NVIDIA / pyxis

Container plugin for Slurm Workload Manager
Apache License 2.0
273 stars 31 forks source link

slurmstepd: error: pyxis: seccomp filter failed #6

Closed fuqingping1 closed 4 years ago

fuqingping1 commented 4 years ago

Hi Felix, I got this error when run the example, root@e:~/enroot# srun -p RTX8000 --container-image="centos" grep NAME /etc/os-release slurmstepd: pyxis: running "enroot import" ... slurmstepd: pyxis: running "enroot create" ... slurmstepd: pyxis: running "enroot start" ... slurmstepd: error: pyxis: seccomp filter failed slurmstepd: error: spank: required plugin spank_pyxis.so: task_init() failed with rc=-1 slurmstepd: error: Failed to invoke spank plugin stack srun: error: em-node0: task 0: Exited with exit code 1

some instructions? thanks!

fuqingping1 commented 4 years ago

I have to delete the lines: (it's OK now(to run and install software in container with srun) but I do not know whether there will be any other bad results) ret = seccomp_set_filter(); if (ret < 0) { slurm_error("pyxis: seccomp filter failed"); goto fail; }

flx42 commented 4 years ago

Hi, thanks for the bug report!

Which distro are you running? cat /etc/os-release

Which kernel version do you have? uname -a

Is your kernel compiled with seccomp support? grep SECCOMP /boot/config-$(uname -r)

Thanks!

flx42 commented 4 years ago

Also, let's try with just enroot, without pyxis:

enroot import docker://ubuntu
enroot create ubuntu.sqsh
enroot start --root --rw ubuntu grep Seccomp /proc/self/status
fuqingping1 commented 4 years ago

the distro is Ubuntu 16.04, and CONFIG_SECCOMP_FILTER=y is supported. also just with enroot is OK. and I think the reason is that, with srun I submit the task to the master-node(for test also as compute node). when I submit the task to a new compute node, it run correctly. thanks!

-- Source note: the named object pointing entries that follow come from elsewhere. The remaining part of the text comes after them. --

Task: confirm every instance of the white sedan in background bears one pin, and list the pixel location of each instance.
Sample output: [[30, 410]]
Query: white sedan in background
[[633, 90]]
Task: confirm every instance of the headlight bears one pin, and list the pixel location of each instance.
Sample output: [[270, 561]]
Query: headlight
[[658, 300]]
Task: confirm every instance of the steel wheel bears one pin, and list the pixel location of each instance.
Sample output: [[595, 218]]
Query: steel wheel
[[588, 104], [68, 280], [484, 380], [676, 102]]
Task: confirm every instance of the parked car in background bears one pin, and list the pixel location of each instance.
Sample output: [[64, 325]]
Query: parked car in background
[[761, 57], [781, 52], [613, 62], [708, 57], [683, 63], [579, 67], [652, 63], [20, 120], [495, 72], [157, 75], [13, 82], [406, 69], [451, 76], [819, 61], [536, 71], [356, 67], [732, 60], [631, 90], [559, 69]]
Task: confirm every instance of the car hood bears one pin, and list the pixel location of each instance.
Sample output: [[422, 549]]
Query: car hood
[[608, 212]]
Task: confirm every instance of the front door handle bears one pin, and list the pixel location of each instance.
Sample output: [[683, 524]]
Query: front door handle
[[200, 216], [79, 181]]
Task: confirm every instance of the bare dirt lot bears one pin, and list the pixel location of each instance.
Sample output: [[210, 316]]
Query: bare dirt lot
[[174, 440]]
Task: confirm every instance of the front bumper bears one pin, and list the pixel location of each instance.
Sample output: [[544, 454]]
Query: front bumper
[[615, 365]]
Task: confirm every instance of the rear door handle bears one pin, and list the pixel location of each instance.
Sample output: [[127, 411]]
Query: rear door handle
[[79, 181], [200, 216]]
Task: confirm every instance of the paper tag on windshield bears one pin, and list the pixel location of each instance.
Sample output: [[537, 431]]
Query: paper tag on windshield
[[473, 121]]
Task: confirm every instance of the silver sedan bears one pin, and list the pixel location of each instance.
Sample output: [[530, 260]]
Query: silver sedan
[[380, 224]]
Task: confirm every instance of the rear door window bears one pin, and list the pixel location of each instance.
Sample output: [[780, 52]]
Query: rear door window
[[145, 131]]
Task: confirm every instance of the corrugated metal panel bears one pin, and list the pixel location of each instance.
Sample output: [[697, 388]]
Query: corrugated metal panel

flx42 commented 4 years ago

and I think the reason is that, with srun I submit the task to the master-node(for test also as compute node). when I submit the task to a new compute node, it run correctly.

This is still weird, and not sure what would be the cause. Maybe the errno value will provide a hint so I'm printing the error in the log now: ba4e52d743774d9a107ce7c0cae13f12c75350ba

fuqingping1 commented 4 years ago

and I think the reason is that, with srun I submit the task to the master-node(for test also as compute node). when I submit the task to a new compute node, it run correctly.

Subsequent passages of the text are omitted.